AI systems gradually forget their safety rules as conversations continue. This makes them more likely to produce harmful or offensive responses, according to a new report.
Simple Prompts Break Most AI Guardrails
A few direct prompts can override safety limits in artificial intelligence tools, researchers discovered. Cisco tested large language models (LLMs) from OpenAI, Mistral, Meta, Google, Alibaba, Deepseek, and Microsoft. The company measured how many prompts it took for these models to reveal restricted or dangerous information.
Cisco conducted 499 separate conversations using “multi-turn attacks,” where users asked multiple questions to slip past built-in restrictions. Each dialogue included five to ten exchanges. The team compared responses across several questions to gauge how often a chatbot would provide risky or illegal details, such as sharing corporate secrets or spreading false information.
On average, researchers extracted harmful data from 64 percent of multi-question conversations, compared to only 13 percent with a single prompt. Success rates ranged widely — from 26 percent with Google’s Gemma to 93 percent with Mistral’s Large Instruct model.
Cisco warned that these attacks could help spread malicious content or give hackers unauthorised entry to private corporate systems. The study found that longer interactions weaken AI systems’ ability to enforce security measures, allowing attackers to adjust their requests and evade protections.
Open-Source Models Shift Safety Burden to Users
Mistral, Meta, Google, OpenAI, and Microsoft use open-weight models, which let the public view the safety data used in training. Cisco reported that these models often include weaker default protections so users can download and modify them. That shifts responsibility for maintaining safety onto those who adapt the open-source versions.

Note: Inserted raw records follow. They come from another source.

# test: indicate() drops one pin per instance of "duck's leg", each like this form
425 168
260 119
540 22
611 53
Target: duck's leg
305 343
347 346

Cisco added that Google, OpenAI, Meta, and Microsoft have worked to curb malicious fine-tuning of their systems. Still, critics continue to target AI developers for weak safeguards that let their technologies support criminal operations.
In one example, U.S. firm Anthropic revealed in August that criminals had exploited its Claude model to steal massive amounts of personal data and demand ransoms exceeding $500,000 (€433,000).